Protocol Number: HJKC3-0003. Treatment Free Remission After Asciminib Based Therapy in Chronic Phase Chronic Myeloid Leukemia (CP-CML) Patients Who Relapsed After a Prior Attempt at TKI Discontinuation

This is a single arm phase II study that will enroll a minimum of 47 subjects with a maximum of 51. All patients will have a confirmed diagnosis of chronic phase chronic myeloid Leukemia and must have previously attempted to discontinue Tyrosine Kinase inhibitors (TKI). All patients must have restarted the same TKI they were on prior to discontinuation at the time of relapse in order to be eligible for this trial.

Study Overview

• Status: Recruiting
• Conditions: Chronic Phase Chronic Myelogenous Leukemia
• Intervention / Treatment: Drug: Asciminib 40 MG; Drug: Imatinib; Drug: Asciminib 40 MG Twice Daily; Drug: Nilotinib; Drug: Dasatinib; Drug: Asciminib 80 MG daily

Detailed Description

All eligible patients will begin asciminib plus/minus TKI on cycle 1 day 1 of the consolidation phase. They will continue therapy for a total of 12 cycles (minimum of 12 months). Each cycle will be ~28 days. At the end of 12 cycles, asciminib plus/minus TKI will be discontinued in patients who continue to satisfy the requirements for TFR attempt. The primary endpoint of this study is the 12-month 'second' TFR rate after completion of 12 cycles of asciminib based therapy. Patients will remain in the TFR phase of the study for up to three years and will have central PCR testing during the first two years. PCR testing will continue locally thereafter. Therefore, the total duration of the subject participation trial will be approximately five years (one year on consolidation phase + three years in the TFR phase + one year of long-term follow-up post TFR or early discontinuation.
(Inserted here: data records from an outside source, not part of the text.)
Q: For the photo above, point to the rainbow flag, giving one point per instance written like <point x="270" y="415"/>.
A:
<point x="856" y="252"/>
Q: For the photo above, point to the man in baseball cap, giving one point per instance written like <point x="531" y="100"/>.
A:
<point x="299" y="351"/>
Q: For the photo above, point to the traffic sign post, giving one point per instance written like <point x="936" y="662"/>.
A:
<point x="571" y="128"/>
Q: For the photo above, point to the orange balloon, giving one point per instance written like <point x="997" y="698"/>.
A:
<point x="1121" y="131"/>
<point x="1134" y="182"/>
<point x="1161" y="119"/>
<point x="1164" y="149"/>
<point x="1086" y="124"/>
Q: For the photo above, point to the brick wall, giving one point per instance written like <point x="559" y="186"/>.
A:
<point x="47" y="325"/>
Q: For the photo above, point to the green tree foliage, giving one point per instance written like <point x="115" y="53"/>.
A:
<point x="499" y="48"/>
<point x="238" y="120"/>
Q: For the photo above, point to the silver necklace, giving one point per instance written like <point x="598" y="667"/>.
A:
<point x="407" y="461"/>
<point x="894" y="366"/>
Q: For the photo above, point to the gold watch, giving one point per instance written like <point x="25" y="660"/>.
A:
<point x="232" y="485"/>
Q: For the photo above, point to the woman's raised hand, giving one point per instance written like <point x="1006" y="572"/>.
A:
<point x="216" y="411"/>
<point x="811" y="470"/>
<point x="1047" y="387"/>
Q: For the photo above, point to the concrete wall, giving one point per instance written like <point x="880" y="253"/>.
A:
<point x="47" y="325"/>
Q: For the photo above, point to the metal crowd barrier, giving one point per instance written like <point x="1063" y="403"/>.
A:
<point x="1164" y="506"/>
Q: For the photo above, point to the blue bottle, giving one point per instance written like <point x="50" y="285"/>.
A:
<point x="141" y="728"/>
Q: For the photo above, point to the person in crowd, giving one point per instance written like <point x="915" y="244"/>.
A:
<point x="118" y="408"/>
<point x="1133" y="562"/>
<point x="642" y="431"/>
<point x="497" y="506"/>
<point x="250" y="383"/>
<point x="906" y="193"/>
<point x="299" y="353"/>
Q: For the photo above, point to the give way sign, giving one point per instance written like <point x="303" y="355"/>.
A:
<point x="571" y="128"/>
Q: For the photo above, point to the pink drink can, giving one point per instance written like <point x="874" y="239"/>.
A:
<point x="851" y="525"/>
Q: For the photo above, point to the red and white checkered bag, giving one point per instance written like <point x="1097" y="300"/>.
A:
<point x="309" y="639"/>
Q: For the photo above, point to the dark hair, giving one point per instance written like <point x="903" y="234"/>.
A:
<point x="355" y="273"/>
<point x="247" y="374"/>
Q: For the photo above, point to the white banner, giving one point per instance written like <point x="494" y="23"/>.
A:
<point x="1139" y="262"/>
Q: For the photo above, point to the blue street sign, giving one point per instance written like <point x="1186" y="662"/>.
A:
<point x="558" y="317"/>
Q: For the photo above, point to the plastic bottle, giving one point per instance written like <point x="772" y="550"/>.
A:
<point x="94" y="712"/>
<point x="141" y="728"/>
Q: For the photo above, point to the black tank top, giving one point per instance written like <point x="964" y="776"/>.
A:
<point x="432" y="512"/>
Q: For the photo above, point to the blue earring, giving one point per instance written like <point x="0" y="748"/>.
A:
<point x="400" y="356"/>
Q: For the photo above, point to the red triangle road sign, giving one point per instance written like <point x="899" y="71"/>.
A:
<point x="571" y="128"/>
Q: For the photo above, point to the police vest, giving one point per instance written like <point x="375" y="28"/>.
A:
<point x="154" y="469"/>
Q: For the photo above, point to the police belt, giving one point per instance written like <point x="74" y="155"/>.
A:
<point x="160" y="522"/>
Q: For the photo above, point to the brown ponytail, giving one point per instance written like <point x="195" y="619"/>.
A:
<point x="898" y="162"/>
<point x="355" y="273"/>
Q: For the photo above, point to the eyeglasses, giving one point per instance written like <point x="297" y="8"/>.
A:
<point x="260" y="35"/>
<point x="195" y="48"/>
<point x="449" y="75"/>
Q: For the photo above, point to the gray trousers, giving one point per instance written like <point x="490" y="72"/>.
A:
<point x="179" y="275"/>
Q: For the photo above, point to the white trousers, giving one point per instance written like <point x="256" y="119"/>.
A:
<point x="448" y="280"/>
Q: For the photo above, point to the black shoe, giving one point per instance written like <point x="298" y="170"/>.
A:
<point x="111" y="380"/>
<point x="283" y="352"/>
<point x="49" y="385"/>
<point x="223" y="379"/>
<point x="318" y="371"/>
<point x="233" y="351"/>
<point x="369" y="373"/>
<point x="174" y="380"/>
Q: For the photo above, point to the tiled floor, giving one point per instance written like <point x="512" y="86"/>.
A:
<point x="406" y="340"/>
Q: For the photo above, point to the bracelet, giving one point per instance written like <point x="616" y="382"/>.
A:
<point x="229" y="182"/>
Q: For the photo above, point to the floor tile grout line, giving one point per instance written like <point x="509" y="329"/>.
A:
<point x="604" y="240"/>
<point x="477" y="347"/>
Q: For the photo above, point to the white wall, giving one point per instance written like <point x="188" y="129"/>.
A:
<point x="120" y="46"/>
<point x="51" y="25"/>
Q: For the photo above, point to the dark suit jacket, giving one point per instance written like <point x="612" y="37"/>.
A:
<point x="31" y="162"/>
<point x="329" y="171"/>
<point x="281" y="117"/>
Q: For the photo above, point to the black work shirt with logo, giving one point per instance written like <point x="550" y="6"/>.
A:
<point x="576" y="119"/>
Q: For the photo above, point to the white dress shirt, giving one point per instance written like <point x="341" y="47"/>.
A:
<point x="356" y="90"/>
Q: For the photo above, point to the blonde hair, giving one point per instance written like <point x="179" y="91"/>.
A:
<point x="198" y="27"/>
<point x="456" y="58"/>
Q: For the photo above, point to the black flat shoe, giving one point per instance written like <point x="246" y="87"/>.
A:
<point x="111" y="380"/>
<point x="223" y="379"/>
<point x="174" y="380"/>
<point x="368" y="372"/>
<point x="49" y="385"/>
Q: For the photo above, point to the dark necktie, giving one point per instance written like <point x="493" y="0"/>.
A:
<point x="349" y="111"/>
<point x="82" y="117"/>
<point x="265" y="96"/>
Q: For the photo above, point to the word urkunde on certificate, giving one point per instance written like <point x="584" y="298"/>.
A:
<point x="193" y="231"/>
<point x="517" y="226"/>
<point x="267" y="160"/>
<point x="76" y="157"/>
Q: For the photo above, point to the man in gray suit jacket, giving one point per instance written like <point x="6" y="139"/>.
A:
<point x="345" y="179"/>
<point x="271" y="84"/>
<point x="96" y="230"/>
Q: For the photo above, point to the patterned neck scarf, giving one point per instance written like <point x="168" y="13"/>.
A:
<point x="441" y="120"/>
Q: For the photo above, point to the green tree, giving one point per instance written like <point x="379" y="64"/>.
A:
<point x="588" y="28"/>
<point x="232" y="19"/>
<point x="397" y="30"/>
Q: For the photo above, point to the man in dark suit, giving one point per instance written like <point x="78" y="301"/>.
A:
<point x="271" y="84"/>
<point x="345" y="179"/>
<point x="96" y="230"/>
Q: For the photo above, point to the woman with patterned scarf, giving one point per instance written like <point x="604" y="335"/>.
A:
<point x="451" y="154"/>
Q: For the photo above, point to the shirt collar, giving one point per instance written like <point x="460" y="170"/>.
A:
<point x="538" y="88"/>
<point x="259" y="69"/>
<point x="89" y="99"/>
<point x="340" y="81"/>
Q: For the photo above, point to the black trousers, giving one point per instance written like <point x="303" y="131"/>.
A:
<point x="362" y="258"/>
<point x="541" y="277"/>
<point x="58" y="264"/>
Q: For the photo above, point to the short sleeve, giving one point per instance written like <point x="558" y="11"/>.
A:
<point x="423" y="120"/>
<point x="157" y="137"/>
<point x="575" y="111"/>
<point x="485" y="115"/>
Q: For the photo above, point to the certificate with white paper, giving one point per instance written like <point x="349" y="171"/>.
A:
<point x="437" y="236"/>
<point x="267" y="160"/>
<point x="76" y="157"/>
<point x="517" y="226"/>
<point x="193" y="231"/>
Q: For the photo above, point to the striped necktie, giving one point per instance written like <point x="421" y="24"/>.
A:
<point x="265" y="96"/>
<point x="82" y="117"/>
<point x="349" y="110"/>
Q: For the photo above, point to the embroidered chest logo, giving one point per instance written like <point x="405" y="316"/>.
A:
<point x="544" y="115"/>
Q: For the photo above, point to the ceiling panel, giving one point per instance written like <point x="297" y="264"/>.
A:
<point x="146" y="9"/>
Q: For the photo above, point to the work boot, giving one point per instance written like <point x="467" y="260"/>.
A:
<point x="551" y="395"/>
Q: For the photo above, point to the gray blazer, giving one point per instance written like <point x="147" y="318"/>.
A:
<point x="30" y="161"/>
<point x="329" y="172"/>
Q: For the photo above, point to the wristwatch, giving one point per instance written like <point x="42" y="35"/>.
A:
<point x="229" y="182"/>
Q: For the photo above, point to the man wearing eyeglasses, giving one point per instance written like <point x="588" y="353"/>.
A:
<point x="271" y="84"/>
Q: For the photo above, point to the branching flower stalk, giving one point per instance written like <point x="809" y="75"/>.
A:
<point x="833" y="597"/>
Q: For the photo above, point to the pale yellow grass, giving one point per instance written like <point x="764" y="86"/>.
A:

• Study Type: Interventional
• Enrollment (Estimated): 51
• Phase: Phase 2

Contacts and Locations

• Study Contact: Name: Ehab Atallah, MD; Phone Number: 414-805-4600; Email: eatallah@mcw.edu
• Study Contact Backup: Name: Medical College of Wisconsin Cancer Center Clinical Trials Office; Phone Number: 414-805-8900; Email: cccto@mcw.edu

Study Locations

• United States
  • Michigan
    • Detroit, Michigan, United States, 48201
      • Recruiting
      • The Barbara Ann Karmanos Cancer Institute
      • Contact: Sharon Prokop; Phone Number: 313-576-9363; Email: prokops@karmanos.org
      • Principal Investigator: Jay Yang, MD
  • New York
    • New York, New York, United States, 10065
      • Recruiting
      • Memorial Sloan Kettering Cancer Center
      • Contact: Michael Mauro, MD; Email: maurom@mskcc.org
  • Utah
    • Salt Lake City, Utah, United States, 84112
      • Recruiting
      • Huntsman Cancer Institute
      • Contact: Srinivas Tantravahi, MBBS; Email: Srinivas.Tantravahi@hci.utah.edu
  • Wisconsin
    • Milwaukee, Wisconsin, United States, 53226
      • Recruiting
      • Froedtert Hospital & the Medical College of Wisconsin
      • Contact: Ehab Atallah, MD; Phone Number: 414-805-4600; Email: eatallah@mcw.edu
      • Principal Investigator: Ehab Atallah, MD

Participation Criteria

Eligibility Criteria

• Ages Eligible for Study: 18 years and older (Adult, Older Adult)
• Accepts Healthy Volunteers: No

Description

Eligibility for Consolidation Treatment Phase

Inclusion Criteria:

1. Age ≥18 years old.
2. Willing and able to give informed consent.
3. Diagnosed with chronic myelogenous leukemia (CML) in chronic phase without BCR::ABL1 ^T315I and have either the b3a2 (e14a2) or b2a2 (e13a2) variants that give rise to the p210 BCR::ABL1 protein. Subtype classification whether b3a2 (e14a2) or b2a2 (e13a2) is not required for study eligibility.
4. Must have a documented history of attempting only one prior TKI discontinuation under the guidance of a treating physician. TKI includes dasatinib, imatinib or nilotinib.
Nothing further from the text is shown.